FCC’s broadband plan could improve health care

If Federal Communications Commission Chairman Julius Genachowski gets his way, we will have a National Broadband Plan with 100 megabit Internet connection to 100 million U.S. homes by 2020. And that could make remote medicine a reality.

The FCC’s National Broadband plan contains a 25-page chapter on health care, and calls upon the Department of Health and Human Services to make so-called e-care projects a “top priority.” One suggestion is the creation of a Health Care Broadband Infrastructure Fund to make sure all health care facilities — including rural ones — have adequate connectivity.

At the very least, clinics, hospitals and even doctor’s offices should be encouraged to put health records into a secure database that can be accessed by patients and their authorized care givers, wherever they happen to be located.

The health care portion of the Broadband plan sites an example of “Beverly,” a 49 year old stroke victim from a town 75 miles outside of Boston. After she arrived at her local hospital, staff setup a video link to Massachusetts General Hospital, where a stroke specialist observed her and conducted a neurological exam while receiving vital signs and lab data.

Based in part on her nods in response to yes and no questions, the specialist determined the stroke was caused by a clot. He prescribed tPA in the nick of time, and when she arrived at Mass General by ambulance, her symptoms were completely gone.

In addition to saving lives, video consultation and other “telehealth” techniques can save money by giving facilities remote access to world-class specialists without having to have them on their payroll. The broadband plan said avoiding costs from moving patients from correctional facilities and nursing homes to emergency departments and physician offices could result in $1.2 billion in annual savings.”

Simply by switching all providers to electronic health systems with on-screen reminders to prompt physicians to prescribe influenza and pneumonia vaccinations could save up to 39,000 lives annually, according to a study cited in the FCC’s report.

National adaption of electronic health records (EHRs) could save more lives by alerting physicians and patients of dangerous drug allergies and drug interactions when the doctor is punching in the prescription. According to one study, this alone could result in a net savings of as much as $371 billion for hospitals and $142 billion for physicians over the next 15 years.

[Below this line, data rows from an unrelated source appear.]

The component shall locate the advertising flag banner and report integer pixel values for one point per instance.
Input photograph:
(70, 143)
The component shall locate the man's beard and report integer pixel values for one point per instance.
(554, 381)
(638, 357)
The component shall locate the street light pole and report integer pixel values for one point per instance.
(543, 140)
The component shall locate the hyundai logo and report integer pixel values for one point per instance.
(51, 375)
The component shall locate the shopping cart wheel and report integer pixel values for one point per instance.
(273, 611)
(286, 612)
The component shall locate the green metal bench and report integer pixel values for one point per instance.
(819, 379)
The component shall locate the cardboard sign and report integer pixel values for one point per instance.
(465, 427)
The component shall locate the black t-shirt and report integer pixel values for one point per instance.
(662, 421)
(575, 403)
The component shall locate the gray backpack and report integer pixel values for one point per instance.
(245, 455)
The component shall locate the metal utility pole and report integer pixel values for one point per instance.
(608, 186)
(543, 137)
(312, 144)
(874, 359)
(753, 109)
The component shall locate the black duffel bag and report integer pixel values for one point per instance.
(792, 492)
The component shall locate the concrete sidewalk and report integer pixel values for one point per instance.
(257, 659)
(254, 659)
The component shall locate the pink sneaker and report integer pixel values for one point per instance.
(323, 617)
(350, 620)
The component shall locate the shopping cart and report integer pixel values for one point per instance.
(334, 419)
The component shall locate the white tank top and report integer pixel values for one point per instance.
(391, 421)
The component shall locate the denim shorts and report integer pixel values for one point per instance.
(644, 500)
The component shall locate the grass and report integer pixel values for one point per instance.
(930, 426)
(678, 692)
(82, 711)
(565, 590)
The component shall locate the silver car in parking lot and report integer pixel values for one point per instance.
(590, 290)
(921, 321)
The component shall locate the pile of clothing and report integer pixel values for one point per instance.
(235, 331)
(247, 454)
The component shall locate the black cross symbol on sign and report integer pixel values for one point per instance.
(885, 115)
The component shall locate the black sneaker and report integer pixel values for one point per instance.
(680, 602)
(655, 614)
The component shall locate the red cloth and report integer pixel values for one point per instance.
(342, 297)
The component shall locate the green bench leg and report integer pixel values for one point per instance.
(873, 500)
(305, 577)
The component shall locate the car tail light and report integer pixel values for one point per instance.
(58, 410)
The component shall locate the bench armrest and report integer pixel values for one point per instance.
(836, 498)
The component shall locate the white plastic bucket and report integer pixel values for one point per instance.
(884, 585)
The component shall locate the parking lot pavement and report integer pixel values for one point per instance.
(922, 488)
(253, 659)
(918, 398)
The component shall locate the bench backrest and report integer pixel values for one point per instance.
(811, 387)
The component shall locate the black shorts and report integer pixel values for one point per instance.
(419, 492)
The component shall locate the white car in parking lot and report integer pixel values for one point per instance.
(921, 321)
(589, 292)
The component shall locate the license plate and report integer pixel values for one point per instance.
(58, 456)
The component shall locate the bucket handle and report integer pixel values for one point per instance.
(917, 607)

Just as with other aspects of broadband penetration, the United States has some catching up to do. According to the FCC, this country “ranks in the bottom half (out of 11 countries) on every metric used to measure adoption, including use of electronic medical records (10th), electronic prescribing (10th), electronic clinical note entry (10th), electronic ordering of laboratory tests (8th), electronic alerts/prompts about potential drug dose/interaction problems (8th) and electronic access to patient test results (7th).

There are also some exciting possibilities in mobile health delivery via laptops, smartphones and other portable devices. Not only do portable devices enable physicians to access lab results, images and drug data from wherever they happen to be, they also can allow patients to monitor vital signs such as glucose levels, blood pressure and other data, and to transmit that data to physicians, caregivers or clinics.

Lifescan, a Johnson & Johnson company, offers an iPhone application that connects to a glucose monitor to transmit data to a patient’s caregiver or physician.

And there’s a $1.99 “AcneApp” for the iPhone that claims it can treat acne by projecting light from the phone’s screen to your face. “Rest the iPhone against your skin’s acne-prone areas for 2 minutes,” says the advertisement “to improve skin health without prescription drugs.” I don’t know if it works, but the App will soon be the subject of a clinical trial by Baylor College of Medicine.